This week's blog post topic is focused on one of Danielle LaPorte's burning questions, "What is chronic, repetitive, or inflamed in your life?" Click here to see a short YouTube video where LaPorte discusses the issue.
Initially, this topic had me outright stumped. I immediately thought of how my current research is giving me problems. As science is expected to do. I have made a compound, but cannot prove what I made is what I need. Anyway.... That doesn't really get to the heart of the matter that LaPorte is questioning.
So, I dove a little deeper in my thoughts and it dawned on me that I do have something "chronic or inflamed" in my life. I have simply become numb to it. The topic I am about to discuss is very personal to me, and I do not fully know how to explain it all, but I will try my best.
My mother passed away on September 10th, 2011. She had yet to have her 48th birthday and she left me 6 days before my own birthday. My mother suffered from several health problems through my senior year of high school, but I wasn't ready to let go of her just yet. She always said that she just had to get me to college and know that I was safe and happy there. And this is what happened. I had just got settled into CMU.
Somehow, my world didn't fall to pieces. No one thinks about what it is like to lose a loved one so close. I had already lost my father during my freshman year of high school, but this was much harder. I don't think I ever fully dealt with my feelings. I went home for the service and then came back to school as soon as I could and focused on catching up. I used school as a distraction from my loss and the pain I felt. Although I am happy that my mom is no longer suffering, I feel a little lost without her. Sometimes I wonder if the realization will ever hit me hard that she is gone. There are days that I really long to talk to her.
My mom was one of those "cool" moms who was everyone's mom. She raised me to be the person I am now and encouraged my scholastic learning. I use her memory as my driving force and motivation to do the best that I can do.

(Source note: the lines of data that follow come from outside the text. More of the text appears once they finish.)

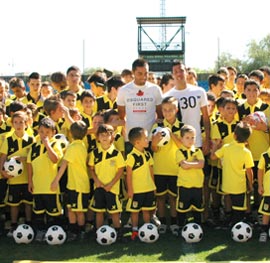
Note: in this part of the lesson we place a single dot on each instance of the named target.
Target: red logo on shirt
(140, 93)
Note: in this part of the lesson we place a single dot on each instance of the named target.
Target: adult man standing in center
(139, 101)
(192, 104)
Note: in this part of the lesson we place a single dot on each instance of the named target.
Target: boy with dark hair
(34, 94)
(237, 174)
(74, 83)
(75, 159)
(88, 101)
(222, 131)
(58, 81)
(42, 164)
(165, 167)
(140, 179)
(108, 100)
(69, 98)
(190, 179)
(216, 84)
(106, 167)
(17, 144)
(97, 84)
(258, 141)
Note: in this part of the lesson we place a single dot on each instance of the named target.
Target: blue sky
(48, 35)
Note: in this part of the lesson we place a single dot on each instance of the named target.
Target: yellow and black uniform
(17, 186)
(165, 167)
(220, 130)
(258, 141)
(264, 164)
(190, 181)
(43, 173)
(77, 177)
(235, 159)
(104, 103)
(29, 99)
(142, 182)
(106, 163)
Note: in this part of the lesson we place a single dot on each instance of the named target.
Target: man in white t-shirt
(139, 101)
(192, 104)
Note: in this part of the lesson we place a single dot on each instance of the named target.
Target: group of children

I do not feel the need to have a solution to what's chronic in my life. I utilize it to its full potential and especially knowing that my mother and father would be proud of where I am in life now. As Rose Kennedy once said, "“It has been said, ‘time heals all wounds.’ I do not agree. The wounds
remain. In time, the mind, protecting its sanity, covers them with
scar tissue and the pain lessens. But it is never gone.”